Bulos y mitos que viajan en esa cadena virtual de mensajes aleatorios, breves y sin ningún tipo de base científica, pero que resultan tremendamente efectivos en la educación y socialización de los más jóvenes. Así lo reconocía, para su deleite, el diputado de Vox Manuel Mariscal en el Congreso de los Diputados. Afirmaba, desde la tribuna de una democracia representativa, que «muchos jóvenes están descubriendo que la etapa posterior a la Guerra Civil no fue una etapa oscura». Qué oscuridad ni qué leches, aquella fue, sentenció, una etapa «de reconstrucción, de progreso y de reconciliación para lograr la unidad nacional». Declaraciones que van directos al cuadrilátero de una batalla cultural en el que, de momento, ya han logrado derogar la Ley de Memoria Democrática en nuestra comunidad.
Se podría decir, por tanto, que, a 50 años de su entierro, asistimos hoy a una juvenil resurrección del dictador. Un fenómeno que está estrechamente vinculado al ascenso de la extrema derecha entre los menores de 24 años. Y es que, aunque nos pese y por muy superficiales que nos puedan parecer, sus propuestas discursivas aportan elementos que confrontan la coyuntura precarizada de una vida que se escapa entre alquileres sobreestimulados, salarios paralizados y una perspectiva laboral estancada en la más absoluta de las incertidumbres. La desconfianza en el presente y, más aún, en el futuro, da paso al anhelo de una protección que galopa a lomos de un pasado restaurativo, cobijo de un nacionalismo de cuentos imperiales, leyendas blanqueadas y pulseras identificadoras.

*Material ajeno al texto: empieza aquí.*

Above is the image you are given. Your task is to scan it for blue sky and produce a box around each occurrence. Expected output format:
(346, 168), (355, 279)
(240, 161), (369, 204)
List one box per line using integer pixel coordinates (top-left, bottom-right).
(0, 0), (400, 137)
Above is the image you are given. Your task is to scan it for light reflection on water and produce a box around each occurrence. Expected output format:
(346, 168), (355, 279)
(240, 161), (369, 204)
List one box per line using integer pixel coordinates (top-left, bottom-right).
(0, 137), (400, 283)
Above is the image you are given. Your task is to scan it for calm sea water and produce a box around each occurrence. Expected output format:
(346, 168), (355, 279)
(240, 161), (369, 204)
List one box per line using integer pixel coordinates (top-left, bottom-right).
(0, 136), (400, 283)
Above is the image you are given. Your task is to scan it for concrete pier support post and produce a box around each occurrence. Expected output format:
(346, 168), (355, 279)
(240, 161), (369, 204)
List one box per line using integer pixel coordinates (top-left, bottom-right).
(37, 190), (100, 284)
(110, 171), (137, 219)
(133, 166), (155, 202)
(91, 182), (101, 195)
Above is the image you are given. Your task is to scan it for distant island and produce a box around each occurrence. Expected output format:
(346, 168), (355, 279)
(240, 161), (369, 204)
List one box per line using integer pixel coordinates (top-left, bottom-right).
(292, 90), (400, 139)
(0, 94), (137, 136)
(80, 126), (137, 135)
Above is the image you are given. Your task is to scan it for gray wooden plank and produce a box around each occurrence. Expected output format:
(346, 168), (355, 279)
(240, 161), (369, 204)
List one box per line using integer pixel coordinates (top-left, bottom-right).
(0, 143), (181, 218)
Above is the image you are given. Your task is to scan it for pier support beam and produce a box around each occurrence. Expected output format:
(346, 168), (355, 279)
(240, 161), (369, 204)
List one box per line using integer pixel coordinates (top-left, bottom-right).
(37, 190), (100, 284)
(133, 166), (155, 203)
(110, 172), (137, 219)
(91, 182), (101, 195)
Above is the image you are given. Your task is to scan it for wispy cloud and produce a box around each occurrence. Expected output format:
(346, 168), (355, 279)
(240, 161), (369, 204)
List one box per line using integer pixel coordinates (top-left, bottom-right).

Frente a todo ello, hoy y no mañana, debemos ser capaces de articular una política que combata la creciente desafección democrática entre las nuevas generaciones. Se ha de hacer a partir de decisiones valientes que encaren problemas que, como el de la vivienda, afectan directa y especialmente a la juventud. Ahora bien, a la pata de los resultados y la eficacia política, se ha de sumar otra que refuerce los lazos afectivos con una democracia con la que se puedan identificar. En este sentido, es imperativo fortalecer una memoria democrática que sea capaz de reparar la dignidad de las víctimas, subrayando la naturaleza criminal del franquismo. También, y aquí se debería incidir más, de restituir los valores de una democracia conquistada colectivamente, y que interpele a los más jóvenes desde el entusiasmo de unos compromisos heredados.
En definitiva, la mejor manera de celebrar los 50 años de la muerte de Franco es mirar al futuro. Un futuro al que debemos ser capaces de devolver el principio de esperanza. Un futuro que, lejos de cualquier tipo de nostalgia, podamos contemplar con las lentes de aquellas botellas de champán de ese ya lejano 20 de noviembre, en el que se bebieron los primeros sorbos del cumplimento de unas ilusiones trabajadas por una juventud, la de entonces, que se recuerda demasiado poco. Y es que, porque fueron, somos, y porque somos, y esto debemos pelearlo, serán.